The only 3D implementation of Radiance Cascades that I have seen has been by the original author (Alexander Sannikov) on his Youtube channel, and while it works I find it really hard to draw any conclusions from it, especially since it’s primary use case is in a top down game which has different requirements than a third/first person game.

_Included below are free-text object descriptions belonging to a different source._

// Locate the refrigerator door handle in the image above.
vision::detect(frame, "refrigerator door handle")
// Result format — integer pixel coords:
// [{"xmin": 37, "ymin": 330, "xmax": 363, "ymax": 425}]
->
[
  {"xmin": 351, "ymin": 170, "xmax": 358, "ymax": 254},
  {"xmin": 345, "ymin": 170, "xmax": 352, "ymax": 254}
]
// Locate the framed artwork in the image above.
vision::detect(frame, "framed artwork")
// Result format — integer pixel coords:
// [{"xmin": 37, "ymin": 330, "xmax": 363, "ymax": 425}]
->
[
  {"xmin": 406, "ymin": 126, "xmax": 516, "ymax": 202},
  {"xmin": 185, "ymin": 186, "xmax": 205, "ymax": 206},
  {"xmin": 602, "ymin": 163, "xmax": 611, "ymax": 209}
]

Just to provide some additional context, there’s been discussion in Godot’s HDDAGI PR about somehow “augmenting” HDDAGI with Radiance Cascades (no idea how that’s supposed to work) and the Radiance Cascade author had this to say:
Upgrade SDFGI to HDDAGI by reduz · Pull Request #86267 · godotengine/godot · GitHub
…First, I never pitched 3d RC as the ultimate GI solution. I never even pitched it as a good GI solution. I wouldn’t even call it practically viable by my standards, to be honest. I’m just saying that it’s a direct improvement (in pretty much all parameters) over anything that has a regular grid (or nested grids) of radiance probes. DDGI for example.
…
Juan Linietsky (of Godot) also wrote about Radiance Cascades on Twitter recently:
x.com
There is still such level of hype about radiance cascades even a year after the announcement.
The problem is, this technique, as great as it is, does not do what most people thinks it does…

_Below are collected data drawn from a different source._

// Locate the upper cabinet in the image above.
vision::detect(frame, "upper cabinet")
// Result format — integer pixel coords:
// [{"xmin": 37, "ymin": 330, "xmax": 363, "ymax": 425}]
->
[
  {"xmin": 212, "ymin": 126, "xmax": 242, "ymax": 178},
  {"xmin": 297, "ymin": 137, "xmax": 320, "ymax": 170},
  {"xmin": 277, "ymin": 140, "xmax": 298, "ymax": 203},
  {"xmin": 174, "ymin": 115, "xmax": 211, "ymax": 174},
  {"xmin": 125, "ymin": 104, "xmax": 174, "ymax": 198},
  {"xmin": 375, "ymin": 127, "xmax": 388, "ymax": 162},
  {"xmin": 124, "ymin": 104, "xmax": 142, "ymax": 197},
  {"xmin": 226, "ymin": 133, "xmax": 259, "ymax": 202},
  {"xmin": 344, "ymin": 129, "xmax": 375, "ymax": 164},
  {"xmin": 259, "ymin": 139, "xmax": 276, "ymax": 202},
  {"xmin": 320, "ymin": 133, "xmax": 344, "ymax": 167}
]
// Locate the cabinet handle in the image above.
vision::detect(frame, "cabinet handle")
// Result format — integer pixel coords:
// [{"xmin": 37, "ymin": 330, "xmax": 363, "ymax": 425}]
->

So, let me make it clear, for 2D its actually really useful due to how 2D works, but for 3D to me its a non starter for the most part. There are a lot of problems with it that are very hard to solve. The main issue is that, as it writes “by using the higher cascade probes to continue the ray” what this really means is that you have to interpolate the 8 nearby probes depending on the UVW coordinates inside of the octant.
In 3D this does not work as simple as in 2D, because to interpolate you need to have a means of occlusion (otherwise light will come through walls). To solve this you can prooobably raycast from bigger to smaller cascades, few rays and compute a general occlusion term. But at the smaller cascade size, you need to interpolate the pixel 3D position between the 8 neighboring probes anyway and you still need occlusion (else again, light coming through walls). This can probably be done in screen space, which may have artifacts (i don´t know)…

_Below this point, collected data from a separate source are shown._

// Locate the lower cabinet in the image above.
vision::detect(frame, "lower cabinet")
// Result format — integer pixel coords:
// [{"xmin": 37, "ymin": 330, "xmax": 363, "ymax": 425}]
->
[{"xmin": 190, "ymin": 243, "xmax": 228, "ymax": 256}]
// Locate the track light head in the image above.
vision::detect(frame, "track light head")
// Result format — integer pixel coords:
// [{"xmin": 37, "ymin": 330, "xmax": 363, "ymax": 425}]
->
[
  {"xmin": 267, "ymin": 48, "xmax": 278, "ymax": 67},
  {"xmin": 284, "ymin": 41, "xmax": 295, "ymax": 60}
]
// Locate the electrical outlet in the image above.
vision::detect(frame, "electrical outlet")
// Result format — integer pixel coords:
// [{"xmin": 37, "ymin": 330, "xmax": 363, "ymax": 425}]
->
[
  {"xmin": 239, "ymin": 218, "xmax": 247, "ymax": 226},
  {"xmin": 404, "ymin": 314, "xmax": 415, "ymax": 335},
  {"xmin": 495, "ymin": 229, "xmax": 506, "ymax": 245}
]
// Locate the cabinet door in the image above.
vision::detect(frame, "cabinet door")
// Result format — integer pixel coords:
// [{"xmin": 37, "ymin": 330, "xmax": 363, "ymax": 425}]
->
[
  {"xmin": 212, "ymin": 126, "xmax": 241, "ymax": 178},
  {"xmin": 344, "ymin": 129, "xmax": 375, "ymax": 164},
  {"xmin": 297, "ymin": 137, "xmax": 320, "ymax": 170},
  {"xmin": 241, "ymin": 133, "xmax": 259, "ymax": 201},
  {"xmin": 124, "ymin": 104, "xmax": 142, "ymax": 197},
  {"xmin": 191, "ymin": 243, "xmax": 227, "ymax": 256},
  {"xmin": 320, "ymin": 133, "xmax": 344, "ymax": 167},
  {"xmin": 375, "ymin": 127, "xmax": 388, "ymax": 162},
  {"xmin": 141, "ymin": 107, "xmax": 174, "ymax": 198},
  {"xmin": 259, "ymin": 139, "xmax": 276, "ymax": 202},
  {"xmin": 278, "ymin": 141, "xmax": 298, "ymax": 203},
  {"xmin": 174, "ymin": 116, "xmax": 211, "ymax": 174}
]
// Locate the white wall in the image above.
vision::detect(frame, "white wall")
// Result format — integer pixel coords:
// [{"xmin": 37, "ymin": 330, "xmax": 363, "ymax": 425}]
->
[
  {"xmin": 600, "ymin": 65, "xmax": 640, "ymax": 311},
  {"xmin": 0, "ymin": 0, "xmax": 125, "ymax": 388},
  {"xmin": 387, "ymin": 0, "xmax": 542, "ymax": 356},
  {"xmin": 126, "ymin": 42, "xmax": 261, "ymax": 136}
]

Additionally, there is another problem. Again because we have to interpolate and occlude the bigger cascades, if the space between them is too big, interiors will probably not get any lighting at all. This means the bigger cascade needs to have a limit. So at much, your whole system will likely have only 3, at much 4 levels of cascades, kind of limiting the technique usefulness. But, okay, if you have a level of a limited size, it can be made to work.
But what about open world?.. That’s another can of worms, because the memory required would be too big. Instead, you have to use cascading of radiance cascades for this! (basically running the whole thing several times at different sizes and interpolating). Or have them clip-map style, still really hard…
So, at the end of the day. My feeling is that this is a great technique for 2D, but extremely limited for 3D. The only way I can see it working is kind of as an extension to DDGI to give it more high frequency detail… but which you can still do in screen space… Ah but I know what you think, doesn’t Path of Exile use this in production? Yes, but they use it in screen space, which works because the game has a limited view range…
So, don’t be dissapointed, GI is like this, thousands of papers come out, but most have very limited use
I can’t really evaluate this criticism, this is all above my paygrade. Only offering it here because I found the discussions interesting.
Another interesting note, AMD recently released their GI with Brixelizer, which looks similar to how Lumen works (two level radiance caching, probes placed on depth buffer, traces a sparse distance field) while avoiding at least some of the drawbacks that Lumen currently has (precomputed card positions being required for generating surface cache, no SDFs for skeletal meshes, etc) so clearly Epic isn’t alone in thinking this is a good approach.